North Carolina/Tennessee, Part One: Days Like Smoke

Days 23-26:

I woke up in Fontana buzzing with energy and excitement. With a shower, fresh KT tape on a decreasingly painful knee, and one of my most looked-forward-to sections waiting just ahead – I couldn’t wait to get going.

After depositing my permit in the self-clearing permit box (I’d purchased and printed this out at the Nantahala Outdoor Center,) I hiked just over 8 miles to the first tent site in the smokies – wanting to get one last night in my tent before I had to sleep in shelters.

The first snake of the hike was guarding the entrance to the Smokies. Spooky.

The Smokies are a very popular backpacking destination, and because of this, you’re only allowed to sleep in the shelters or (if the shelters are full,) in the shelter area. This helps rangers keep track of who is hiking where, and consolidates human impact on the park, along with a host of other benefits I’m likely not aware of.
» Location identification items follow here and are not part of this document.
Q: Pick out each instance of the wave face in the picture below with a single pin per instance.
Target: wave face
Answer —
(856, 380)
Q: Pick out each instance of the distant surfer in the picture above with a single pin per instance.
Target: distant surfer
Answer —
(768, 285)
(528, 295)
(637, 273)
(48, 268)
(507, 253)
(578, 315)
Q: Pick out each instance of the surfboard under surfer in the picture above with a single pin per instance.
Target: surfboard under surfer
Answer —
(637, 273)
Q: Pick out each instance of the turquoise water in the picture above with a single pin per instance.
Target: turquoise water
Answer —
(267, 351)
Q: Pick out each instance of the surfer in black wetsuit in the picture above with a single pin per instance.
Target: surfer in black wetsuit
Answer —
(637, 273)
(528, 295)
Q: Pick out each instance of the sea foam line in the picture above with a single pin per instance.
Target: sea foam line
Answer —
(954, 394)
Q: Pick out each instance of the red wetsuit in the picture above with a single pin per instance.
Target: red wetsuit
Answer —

There’s a lot of good-natured grumbling in camp about this system (especially about the rule that, if a section hiker walks up to a full shelter, thru-hikers are technically supposed to vacate to make room for them…) but there’s also a general sense that the rules are for the good of the park, and we’re all about preserving and protecting wild spaces out here.

Because I did low miles that day, I had some time to sit around the fire, leisurely make dinner, and catch up with some friends. As we sat around the fire chatting, a dull roar echoed in the trees and we all fell silent, heads cocked, listening. Then, the roar grew deafening, and rain swept through the campsite. We all scrambled for our tents, and that was the end of socializing for the evening. It rained all night and throughout the next day.

The mud that greeted us the next morning was unbelievable but, I suspect, just a small glimpse of what is waiting for us in Vermud (Vermont.) The trail was, in a word, treacherous. It was either swiftly running water or a mud pit the entire day. I experienced my first good fall here, and luckily didn’t hurt anything but my pride. It rained the next day too.

On day 25, I got a break from the rain, decided to push it, and cranked out my first 20-mile day of the hike. Past Clingman’s Dome and the gawking tourists (a couple hilariously even took a picture of me as I took this picture of my pack,) past the 200 mile mark, into the beautiful mist-laden pine forests I’d been dreaming of.

The next morning, I walked through the misting rain to Newfound Gap – one of the most personally significant places to me on trail.

What’s In A Trail Name?

When I introduce myself as Newfound on trail, I also have to explain how I got the name. Everyone out here has a story behind their trail name. Some are funny, long-winded stories, others come from previous trails, many are given; some are names that people have given to themselves – and all are meaningful in some way, even if they’re silly on the surface.

Our names are part of us, and their stories are one of the first exchanges you make when you meet someone new.

I chose my own name for a multitude of reasons, but this is the elevator-pitch version I tell to new acquaintances on trail:

In 2017, I stood on the Appalachian trail at Newfound Gap… and knew that one day, I would be there again, thru-hiking.

I knew it in a strange way, a deep-down-in-your-bones way that surprised and terrified me and thrilled me all at once. I’m staunchly agnostic after a Southern Baptist childhood and Catholic convert young adulthood (got all the church out of my system;) I am not spiritual or religious at all.

But that moment at Newfound Gap is etched into my memory as only the most significant memories are – even though all I did that day was go on a pretty insignificant day hike along the AT. It wasn’t a “Hm, I would like to do this one day, maybe?” moment. It was a deep, sudden, lightbulb-moment realization that one day, I would thru-hike.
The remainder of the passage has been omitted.